İskandinav mitolojisinde bereket tanrıçası olarak bilinen Freyja, aşkı, cinselliği ve doğurganlığı temsil eder. Bazı kaynaklarda Odin’in karısı olarak geçer ve Freyja, Odin’in aksine yeryüzünde halkla beraber yaşar. Freyja kayıtlara çok güzel ve uzun sarı saçlara sahip bir tanrıça olarak geçmiştir. Fakat Frejya bununla birlikte bir şekil değiştiricidir ve rastgele bir biçime girebilir. Şahin tüylü kemeriyle uçabilmekte ve Brísingamen isimli dört cüce tarafından üretilmiş parlayan bir kolyeye sahiptir. Bu kolye aynı zamanda erkeklerin tanrıçaya karşı koymasını engellemektedir.

Freyja, Germen folklorunda ise bir mağarada yaşlı erkek ve kadınları öğüterek genç ruhlar üreten orman perilerinin öncüsü olarak kabul edilir. Efsaneye göre dört cücenin yaptığı gerdanlığa sahip olmak için cücelerle bir gece geçiren Freyja’nın öyküsü, daha sonra Pamuk Prenses masalına evrilmiştir. 

Pamuk Prenses Masalında Kadın ve Kadının Cadı Olarak Nitelendirilmesi

Pamuk Prenses masalının konusu ve masal üzerinden kurulan anlatı tamamen iki kadın arasındaki güzellik yarışı algısına çekilmektedir. Çirkin, yaşlı ve aynı zamanda cadı olarak nitelendirilen üvey anne, kendisinden güzel, genç ve aynı zamanda bakire olan Pamuk Prenses’i öldürme peşindedir. 

Yaşlı kadınların cadı olması algısı, orta çağ zamanlarına dayanmaktadır. Bu eski kavram, tarihte birçok kadının cadı avı altında yakılmasına sebep olmuştur. Mitolojik öyküde Freyja özgür, fakat yine güzellik için mücadele etmektedir. Daha sonra homojen hale getirilen masalda, kadın uysallaştırmış ve güzellik algısı üzerinden yine başka bir kadına cadı kavramı yüklenerek hikaye iki kadın üzerinden okuyucuya aktarılmıştır. “Bazı kadınlar bilge lider, masala, doktor veya büyücü olarak saygı görüyor veya cadı olarak anıldıkları için korku salıyorlar. Kadınların da, erkeklerin çoğunlukla dâhil edilmediği, kendilerine ait doğurganlık, doğum ve şifa törenleri mevcuttu” (Reiter, 2012: 176). 

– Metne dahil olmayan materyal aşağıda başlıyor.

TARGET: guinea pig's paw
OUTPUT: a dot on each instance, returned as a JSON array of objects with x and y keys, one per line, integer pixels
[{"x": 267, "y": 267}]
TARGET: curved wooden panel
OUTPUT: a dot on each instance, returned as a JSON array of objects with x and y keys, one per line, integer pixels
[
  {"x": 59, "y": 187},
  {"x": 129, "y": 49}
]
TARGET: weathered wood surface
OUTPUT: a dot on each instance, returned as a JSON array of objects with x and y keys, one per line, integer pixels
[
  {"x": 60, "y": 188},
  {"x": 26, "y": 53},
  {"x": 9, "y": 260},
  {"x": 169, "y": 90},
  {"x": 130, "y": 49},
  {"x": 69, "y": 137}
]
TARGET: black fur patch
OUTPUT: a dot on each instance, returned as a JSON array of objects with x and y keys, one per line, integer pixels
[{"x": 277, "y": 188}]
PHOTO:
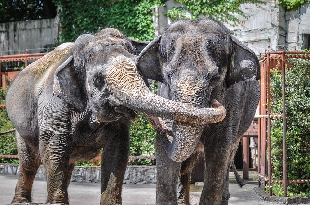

İlk kez orta çağ döneminde kadınlardan cadı olarak bahsedilmiş ve süregelen zamanda Hristiyan kilisesinin batıl inançlarından beslenen ve zamanla sapkın bir teolojik fikre dönüşen cadı avları başlamıştır. Cadı avları orta çağ ile anılan bir eylem olsa da aslında başlangıcı orta çağın sonu ve yeni çağın ilk zamanlarına denk gelmektedir. Cadı avlarında ilk olarak ebe olarak bilinen ve bitkilerin iyileştirici gücünü kullanan şifacı kadınlar kurban edilmiştir. Zaman ilerledikçe kadınlardan sonra erkekler ile çocukların bile, büyücü oldukları iddiaları ortaya atılmış ve onlar da kadınlar gibi tutuklanarak, türlü işkencelere mecbur bırakılmıştır. 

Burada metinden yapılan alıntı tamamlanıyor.